Hi,
My use case is to hit ES multiple times using Spark. In this, i am hitting ES 10000 times. I am getting too many files exception. But its working fine for 5K request
To achieve this, I am hitting through REST API.
I am using Spark 1.6. It is a 4 node cluster having each node 30GB ram and 8 core.
The ulimit is 1,000,000 for all the users. Also for this code why it is opening these many files whereas for other jobs, it is running fine.
Code:
ES.java
package testinges;
import com.fasterxml.jackson.databind.JsonNode;
import org.apache.http.HttpEntity;
import org.apache.http.HttpResponse;
import org.apache.http.client.HttpClient;
import org.apache.http.client.methods.HttpPost;
import org.apache.http.entity.StringEntity;
import org.apache.http.impl.client.HttpClientBuilder;
import org.apache.http.util.EntityUtils;
import utils.MapperUtil;
import java.io.IOException;
public class ES {
public static boolean query(String json_data) throws IOException {
String url = "http://localhost:9200/sampleindex/_search";
HttpClient client = HttpClientBuilder.create().build();
HttpPost post_request = new HttpPost(url);
StringEntity json_to_post = new StringEntity(json_data);
post_request.setEntity(json_to_post);
post_request.addHeader("Accept", "application/json");
HttpResponse response = client.execute(post_request);
HttpEntity entity = response.getEntity();
if (entity != null) {
String jsonString = EntityUtils.toString(entity, "UTF-8");
JsonNode jsonNodeFromString = MapperUtil.getJsonNodeFromString(jsonString);
if(jsonNodeFromString.has("hits")){
String hitCount = jsonNodeFromString.get("hits").get("total").toString();
int hit = Integer.parseInt(hitCount);
if(hit>0) return true;
}
}
return false;
}
}
ESTest.scala
package testinges
import java.text.SimpleDateFormat
import java.util.Date
import org.apache.spark.SparkConf
import org.apache.spark.sql.{DataFrame, SQLContext}
import org.apache.spark.sql.functions.udf
object ESTest {
def main(args: Array[String]): Unit = {
val conf = new SparkConf()
.set("es.index.auto.create", "true")
.set("es.nodes.wan.only", "true")
.set("es.nodes", "localhost")
.set("es.port", "9200")
.set("es.write.operation", "upsert")
.setAppName("ESTest")
//.setMaster("local[*]")
val sparkContext = new org.apache.spark.SparkContext(conf)

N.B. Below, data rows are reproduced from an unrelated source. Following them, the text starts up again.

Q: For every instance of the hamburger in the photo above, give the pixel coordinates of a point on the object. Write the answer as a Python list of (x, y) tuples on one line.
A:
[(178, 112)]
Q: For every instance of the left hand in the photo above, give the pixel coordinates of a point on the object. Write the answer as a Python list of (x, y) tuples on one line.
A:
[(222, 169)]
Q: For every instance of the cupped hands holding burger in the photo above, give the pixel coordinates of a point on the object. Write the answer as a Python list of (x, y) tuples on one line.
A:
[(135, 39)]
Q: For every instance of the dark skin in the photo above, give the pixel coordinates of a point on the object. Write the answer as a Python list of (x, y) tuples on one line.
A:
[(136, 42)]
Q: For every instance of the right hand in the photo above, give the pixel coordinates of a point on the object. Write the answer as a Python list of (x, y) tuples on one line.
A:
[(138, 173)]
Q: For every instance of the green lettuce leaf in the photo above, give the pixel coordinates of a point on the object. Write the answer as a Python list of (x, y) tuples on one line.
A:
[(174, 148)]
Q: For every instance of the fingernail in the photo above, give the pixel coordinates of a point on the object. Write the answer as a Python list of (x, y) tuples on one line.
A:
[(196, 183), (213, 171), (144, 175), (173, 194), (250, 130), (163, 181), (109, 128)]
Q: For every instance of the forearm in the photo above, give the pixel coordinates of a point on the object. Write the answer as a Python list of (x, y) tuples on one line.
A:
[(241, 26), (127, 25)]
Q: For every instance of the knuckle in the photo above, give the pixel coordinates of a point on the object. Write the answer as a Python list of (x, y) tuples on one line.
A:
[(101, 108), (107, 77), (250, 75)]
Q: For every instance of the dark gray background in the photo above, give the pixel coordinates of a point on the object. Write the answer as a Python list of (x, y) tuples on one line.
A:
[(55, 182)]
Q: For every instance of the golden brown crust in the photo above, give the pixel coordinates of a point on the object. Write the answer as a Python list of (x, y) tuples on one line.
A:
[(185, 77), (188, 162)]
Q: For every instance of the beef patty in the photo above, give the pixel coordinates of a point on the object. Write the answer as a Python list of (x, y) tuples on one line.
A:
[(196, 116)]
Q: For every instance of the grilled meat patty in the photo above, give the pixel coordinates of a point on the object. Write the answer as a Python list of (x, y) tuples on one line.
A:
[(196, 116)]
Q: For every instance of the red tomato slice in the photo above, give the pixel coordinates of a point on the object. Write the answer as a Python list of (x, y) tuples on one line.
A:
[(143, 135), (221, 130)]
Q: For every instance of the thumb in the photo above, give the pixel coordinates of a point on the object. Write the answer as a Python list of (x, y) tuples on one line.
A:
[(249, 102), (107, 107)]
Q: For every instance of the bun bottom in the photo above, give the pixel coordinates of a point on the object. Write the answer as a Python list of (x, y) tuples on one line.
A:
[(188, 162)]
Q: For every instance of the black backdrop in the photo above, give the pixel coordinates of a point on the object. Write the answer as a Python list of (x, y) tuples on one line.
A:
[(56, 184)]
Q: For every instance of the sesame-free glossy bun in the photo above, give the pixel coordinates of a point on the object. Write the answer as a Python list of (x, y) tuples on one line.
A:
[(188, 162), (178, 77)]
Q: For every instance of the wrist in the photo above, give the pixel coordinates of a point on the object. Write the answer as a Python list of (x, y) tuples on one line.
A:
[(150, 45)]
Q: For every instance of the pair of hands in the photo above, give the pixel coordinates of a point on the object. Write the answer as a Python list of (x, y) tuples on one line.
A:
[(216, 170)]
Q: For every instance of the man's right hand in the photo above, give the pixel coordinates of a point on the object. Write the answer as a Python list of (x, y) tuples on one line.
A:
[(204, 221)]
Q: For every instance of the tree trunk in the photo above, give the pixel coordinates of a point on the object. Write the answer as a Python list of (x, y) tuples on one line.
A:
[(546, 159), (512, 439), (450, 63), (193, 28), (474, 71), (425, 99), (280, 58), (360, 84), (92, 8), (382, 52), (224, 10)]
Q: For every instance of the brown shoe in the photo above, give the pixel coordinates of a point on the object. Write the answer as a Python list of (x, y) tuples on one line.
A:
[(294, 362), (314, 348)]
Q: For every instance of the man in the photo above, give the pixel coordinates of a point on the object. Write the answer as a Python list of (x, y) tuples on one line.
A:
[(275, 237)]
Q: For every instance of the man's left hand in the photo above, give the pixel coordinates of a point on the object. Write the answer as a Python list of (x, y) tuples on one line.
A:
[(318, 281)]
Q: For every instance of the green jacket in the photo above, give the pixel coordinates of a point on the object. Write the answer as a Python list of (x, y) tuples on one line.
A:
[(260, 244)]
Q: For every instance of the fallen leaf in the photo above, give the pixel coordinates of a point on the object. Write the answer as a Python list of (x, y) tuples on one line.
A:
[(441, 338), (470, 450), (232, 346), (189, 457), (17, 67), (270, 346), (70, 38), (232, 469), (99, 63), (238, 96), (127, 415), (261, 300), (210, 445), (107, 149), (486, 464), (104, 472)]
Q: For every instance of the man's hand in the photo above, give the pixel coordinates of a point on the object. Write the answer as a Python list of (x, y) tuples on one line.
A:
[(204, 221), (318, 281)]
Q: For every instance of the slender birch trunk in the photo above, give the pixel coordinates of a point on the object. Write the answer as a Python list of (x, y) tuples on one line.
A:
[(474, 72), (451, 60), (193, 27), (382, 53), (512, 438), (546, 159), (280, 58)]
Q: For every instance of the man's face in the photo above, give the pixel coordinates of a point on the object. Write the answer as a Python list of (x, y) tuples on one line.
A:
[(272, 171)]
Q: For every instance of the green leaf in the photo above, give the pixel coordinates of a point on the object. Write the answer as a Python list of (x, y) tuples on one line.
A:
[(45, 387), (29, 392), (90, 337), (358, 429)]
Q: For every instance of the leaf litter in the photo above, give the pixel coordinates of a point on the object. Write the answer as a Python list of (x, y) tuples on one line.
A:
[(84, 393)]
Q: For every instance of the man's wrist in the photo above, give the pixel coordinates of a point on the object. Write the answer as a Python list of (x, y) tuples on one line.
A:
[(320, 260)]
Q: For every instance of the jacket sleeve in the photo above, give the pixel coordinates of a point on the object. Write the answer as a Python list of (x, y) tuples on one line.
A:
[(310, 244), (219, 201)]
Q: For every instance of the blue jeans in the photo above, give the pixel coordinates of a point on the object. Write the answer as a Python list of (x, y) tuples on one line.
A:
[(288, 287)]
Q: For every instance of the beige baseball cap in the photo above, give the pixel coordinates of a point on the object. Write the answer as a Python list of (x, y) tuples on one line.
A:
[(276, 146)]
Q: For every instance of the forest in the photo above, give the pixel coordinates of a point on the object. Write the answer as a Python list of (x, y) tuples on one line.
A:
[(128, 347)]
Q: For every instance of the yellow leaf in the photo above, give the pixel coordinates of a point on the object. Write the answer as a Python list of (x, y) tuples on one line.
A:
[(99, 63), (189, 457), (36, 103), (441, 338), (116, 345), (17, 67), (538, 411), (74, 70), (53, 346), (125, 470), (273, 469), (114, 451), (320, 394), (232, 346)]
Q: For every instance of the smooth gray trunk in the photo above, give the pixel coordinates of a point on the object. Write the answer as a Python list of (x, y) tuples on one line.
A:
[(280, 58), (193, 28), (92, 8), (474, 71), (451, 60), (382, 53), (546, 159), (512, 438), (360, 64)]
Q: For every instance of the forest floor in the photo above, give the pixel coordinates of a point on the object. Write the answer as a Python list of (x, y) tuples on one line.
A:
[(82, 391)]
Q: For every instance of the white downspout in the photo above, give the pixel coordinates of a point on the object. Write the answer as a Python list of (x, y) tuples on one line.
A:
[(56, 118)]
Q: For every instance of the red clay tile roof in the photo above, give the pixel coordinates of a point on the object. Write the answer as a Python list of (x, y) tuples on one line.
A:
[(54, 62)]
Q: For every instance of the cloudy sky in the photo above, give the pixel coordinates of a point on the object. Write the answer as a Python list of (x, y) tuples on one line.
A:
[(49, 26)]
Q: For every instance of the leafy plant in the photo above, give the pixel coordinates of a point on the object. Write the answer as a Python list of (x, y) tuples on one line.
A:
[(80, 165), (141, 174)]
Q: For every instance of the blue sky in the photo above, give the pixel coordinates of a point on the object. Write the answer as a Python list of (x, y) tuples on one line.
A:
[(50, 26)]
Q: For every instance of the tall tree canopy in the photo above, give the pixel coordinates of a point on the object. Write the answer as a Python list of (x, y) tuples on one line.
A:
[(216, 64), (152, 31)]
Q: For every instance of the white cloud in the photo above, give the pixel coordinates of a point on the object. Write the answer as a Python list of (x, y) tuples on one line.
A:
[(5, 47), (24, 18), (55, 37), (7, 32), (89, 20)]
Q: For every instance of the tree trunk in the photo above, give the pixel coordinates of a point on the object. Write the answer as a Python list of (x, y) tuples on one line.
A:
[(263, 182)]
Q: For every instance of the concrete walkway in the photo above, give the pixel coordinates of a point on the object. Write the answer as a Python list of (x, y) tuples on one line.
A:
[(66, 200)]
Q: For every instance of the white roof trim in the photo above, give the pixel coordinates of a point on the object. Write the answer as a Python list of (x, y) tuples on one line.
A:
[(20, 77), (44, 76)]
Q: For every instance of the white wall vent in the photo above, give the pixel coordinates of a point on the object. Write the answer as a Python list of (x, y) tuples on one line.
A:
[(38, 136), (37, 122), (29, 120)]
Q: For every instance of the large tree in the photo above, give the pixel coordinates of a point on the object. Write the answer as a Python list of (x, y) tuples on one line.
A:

val sqlContext = new SQLContext(sparkContext)
def esQueryBuilder(field : String, fieldValue : String) : String= {
val query =
"""{
"query": {
"match_phrase": {
""""+field+"\": \""+fieldValue+""""
}
}
}"""
query
}
val field2pass = "field1"
val testUdf = udf{
(value : String)=>{
if(value!=null) {
val queryString = esQueryBuilder(field2pass, value)
var op= ES.query(queryString)
op
}else false
}
}
val inputPath = args(0)
var data = sqlContext.read.text(inputPath)
println(data.rdd.partitions.length)
println(data.count())
val sdf = new SimpleDateFormat("yyyy-MM-dd HH:mm:ss SSS")
println(sdf.format(new Date()))
var op = data.withColumn("Flag",testUdf(data("value")))
op.show(false)
println(op.where("Flag=false").count())
println(sdf.format(new Date()))
op.where("Flag=false").show(false)
op.printSchema()
}
}